Her death comes amid growing controversy both inside and outside Iran over the conduct of the morality police, known formally as the Gasht-e Ershad, or “Guidance Patrol.”
Jalal Rashidi Koochi, a member of parliament, told the ISNA news agency that “Gasht-e Ershad is wrong because it has had no result except loss and damage for the country,” adding that “the main problem is that some people resist accepting the truth.”
Koochi questioned if the current policy of enforcing those breaking dress regulations was effective.
“Do the people who are taken to these explanatory classes by the Guidance Patrol become conscious and repent when they come out?” Koochi said, ISNA reported.
The UN decried Mahsa Amini’s death in custody after she was arrested by Iran’s “morality police” and the violent crackdown on protests over her death, demanding an independent investigation.
“Acting UN High Commissioner for Human Rights Nada Al-Nashif today expressed alarm at the death in custody of Mahsa Amini… and the violent response by security forces to ensuing protests,” the rights office said in a statement.
“Mahsa Amini’s tragic death and allegations of torture and ill-treatment must be promptly, impartially and effectively investigated by an independent competent authority, that ensures, in particular, that her family has access to justice and truth,” Al-Nashif said in the statement.
There are reports that the 22-year-old was “beaten on the head with a baton, and her head was banged against the vehicle by the so-called morality police,” the UN statement said.

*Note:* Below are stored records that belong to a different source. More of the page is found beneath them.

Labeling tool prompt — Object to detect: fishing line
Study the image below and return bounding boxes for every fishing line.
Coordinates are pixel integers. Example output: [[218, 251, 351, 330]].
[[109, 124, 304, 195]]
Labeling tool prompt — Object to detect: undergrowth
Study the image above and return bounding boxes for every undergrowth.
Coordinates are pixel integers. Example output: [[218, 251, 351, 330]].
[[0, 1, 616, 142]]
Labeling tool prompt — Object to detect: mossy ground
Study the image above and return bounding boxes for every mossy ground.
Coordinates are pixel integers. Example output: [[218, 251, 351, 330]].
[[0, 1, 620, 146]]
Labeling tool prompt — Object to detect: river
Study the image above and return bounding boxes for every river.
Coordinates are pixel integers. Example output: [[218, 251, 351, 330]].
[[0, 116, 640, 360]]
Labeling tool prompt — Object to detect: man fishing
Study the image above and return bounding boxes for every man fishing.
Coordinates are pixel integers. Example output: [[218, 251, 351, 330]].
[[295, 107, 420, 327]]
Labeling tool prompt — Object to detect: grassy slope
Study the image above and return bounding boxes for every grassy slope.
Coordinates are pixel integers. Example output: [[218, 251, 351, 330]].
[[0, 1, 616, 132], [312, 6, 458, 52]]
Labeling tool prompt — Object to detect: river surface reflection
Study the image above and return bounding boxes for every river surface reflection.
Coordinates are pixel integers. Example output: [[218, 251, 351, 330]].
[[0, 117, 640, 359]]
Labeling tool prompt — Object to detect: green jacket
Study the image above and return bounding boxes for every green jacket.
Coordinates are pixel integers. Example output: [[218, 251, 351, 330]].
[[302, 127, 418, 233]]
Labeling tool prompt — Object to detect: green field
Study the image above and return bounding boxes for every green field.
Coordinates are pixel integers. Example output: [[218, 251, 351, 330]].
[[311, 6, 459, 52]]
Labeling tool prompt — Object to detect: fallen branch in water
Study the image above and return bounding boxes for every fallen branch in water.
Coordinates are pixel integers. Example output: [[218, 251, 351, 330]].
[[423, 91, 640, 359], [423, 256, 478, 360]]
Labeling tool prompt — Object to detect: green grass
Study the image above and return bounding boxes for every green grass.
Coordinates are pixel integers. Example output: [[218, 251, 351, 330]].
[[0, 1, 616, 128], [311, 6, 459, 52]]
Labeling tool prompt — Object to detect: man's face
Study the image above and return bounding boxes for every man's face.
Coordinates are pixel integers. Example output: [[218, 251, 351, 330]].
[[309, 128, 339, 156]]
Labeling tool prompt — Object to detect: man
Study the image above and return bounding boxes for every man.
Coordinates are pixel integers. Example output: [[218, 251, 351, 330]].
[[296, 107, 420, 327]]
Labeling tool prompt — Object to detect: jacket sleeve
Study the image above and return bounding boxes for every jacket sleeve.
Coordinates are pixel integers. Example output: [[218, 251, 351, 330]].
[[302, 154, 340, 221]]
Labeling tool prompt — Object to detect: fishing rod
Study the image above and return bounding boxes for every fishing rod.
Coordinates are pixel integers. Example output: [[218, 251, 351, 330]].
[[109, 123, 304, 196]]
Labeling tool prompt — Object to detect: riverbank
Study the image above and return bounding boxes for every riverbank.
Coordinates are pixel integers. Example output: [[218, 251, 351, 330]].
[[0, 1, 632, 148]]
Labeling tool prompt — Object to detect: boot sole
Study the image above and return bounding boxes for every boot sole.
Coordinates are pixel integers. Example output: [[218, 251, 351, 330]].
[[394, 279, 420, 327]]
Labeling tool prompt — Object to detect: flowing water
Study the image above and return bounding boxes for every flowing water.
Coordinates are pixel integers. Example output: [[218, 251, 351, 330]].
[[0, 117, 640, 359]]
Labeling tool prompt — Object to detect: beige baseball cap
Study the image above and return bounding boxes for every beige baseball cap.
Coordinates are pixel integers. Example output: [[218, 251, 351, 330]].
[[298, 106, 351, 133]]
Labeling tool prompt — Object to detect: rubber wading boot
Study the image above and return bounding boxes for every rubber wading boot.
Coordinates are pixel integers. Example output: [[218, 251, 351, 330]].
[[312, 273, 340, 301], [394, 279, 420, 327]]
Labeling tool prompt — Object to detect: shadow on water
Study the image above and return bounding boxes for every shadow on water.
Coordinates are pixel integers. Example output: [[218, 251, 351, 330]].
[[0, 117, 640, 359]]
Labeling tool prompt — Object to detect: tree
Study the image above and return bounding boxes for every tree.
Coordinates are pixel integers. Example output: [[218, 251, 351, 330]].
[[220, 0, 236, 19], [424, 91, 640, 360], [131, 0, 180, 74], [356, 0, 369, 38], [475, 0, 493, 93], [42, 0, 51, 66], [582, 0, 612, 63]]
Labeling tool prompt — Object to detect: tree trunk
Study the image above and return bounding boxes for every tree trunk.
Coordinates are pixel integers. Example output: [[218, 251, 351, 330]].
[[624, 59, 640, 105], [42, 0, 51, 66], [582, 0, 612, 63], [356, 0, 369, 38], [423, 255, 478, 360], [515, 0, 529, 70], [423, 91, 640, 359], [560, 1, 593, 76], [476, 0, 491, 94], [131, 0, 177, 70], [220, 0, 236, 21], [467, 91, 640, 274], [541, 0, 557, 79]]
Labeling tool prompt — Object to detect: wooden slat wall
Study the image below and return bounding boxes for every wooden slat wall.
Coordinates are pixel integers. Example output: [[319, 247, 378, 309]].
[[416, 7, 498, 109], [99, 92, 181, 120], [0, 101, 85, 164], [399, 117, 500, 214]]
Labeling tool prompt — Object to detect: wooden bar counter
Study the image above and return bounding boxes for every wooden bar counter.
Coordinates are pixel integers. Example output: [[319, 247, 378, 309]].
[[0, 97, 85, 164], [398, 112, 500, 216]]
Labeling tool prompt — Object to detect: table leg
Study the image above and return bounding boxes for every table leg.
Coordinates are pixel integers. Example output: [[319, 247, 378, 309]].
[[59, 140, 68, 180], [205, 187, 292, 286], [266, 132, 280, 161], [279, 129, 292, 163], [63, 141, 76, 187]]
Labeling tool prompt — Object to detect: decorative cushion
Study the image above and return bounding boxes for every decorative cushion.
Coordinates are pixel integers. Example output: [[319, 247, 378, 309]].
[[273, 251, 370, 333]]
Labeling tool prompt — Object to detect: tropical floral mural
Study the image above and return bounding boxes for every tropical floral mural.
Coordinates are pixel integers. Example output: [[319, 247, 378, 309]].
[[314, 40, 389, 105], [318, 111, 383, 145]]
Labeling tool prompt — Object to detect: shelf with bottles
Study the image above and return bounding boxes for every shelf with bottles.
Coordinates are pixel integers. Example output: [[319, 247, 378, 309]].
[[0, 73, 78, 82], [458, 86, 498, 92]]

On Sunday, police made arrests and fired tear gas in the dead woman’s home province of Kurdistan, where some 500 people had protested, some smashing car windows and torching rubbish bins, reports said.
On Monday, demonstrations were held in Tehran, including in several universities, and the second city Mashhad, according to the Fars and Tasnim news agencies.
Protesters in Tehran were dispersed by “police using batons and tear gas,” according to Fars news agency.
“Several hundred people chanted slogans against the authorities, some of them took off their hijab (headscarves),” Fars added.
Tehran Governor Mohsen Mansouri on Tuesday said the protests in the capital were “fully organized with the agenda to create unrest,” in a post on Twitter.
“Burning the flag, pouring fuel on the roads, throwing stones, attacking the police, setting fire to motorcycles and garbage cans, destroying public property… is not the work of ordinary people,” he said.
State news agency IRNA reported protests on Monday in other provinces of the country including Kermanshah in the west, Gilan in the north, Razavi Khorasan in northeast and Yazd in the center.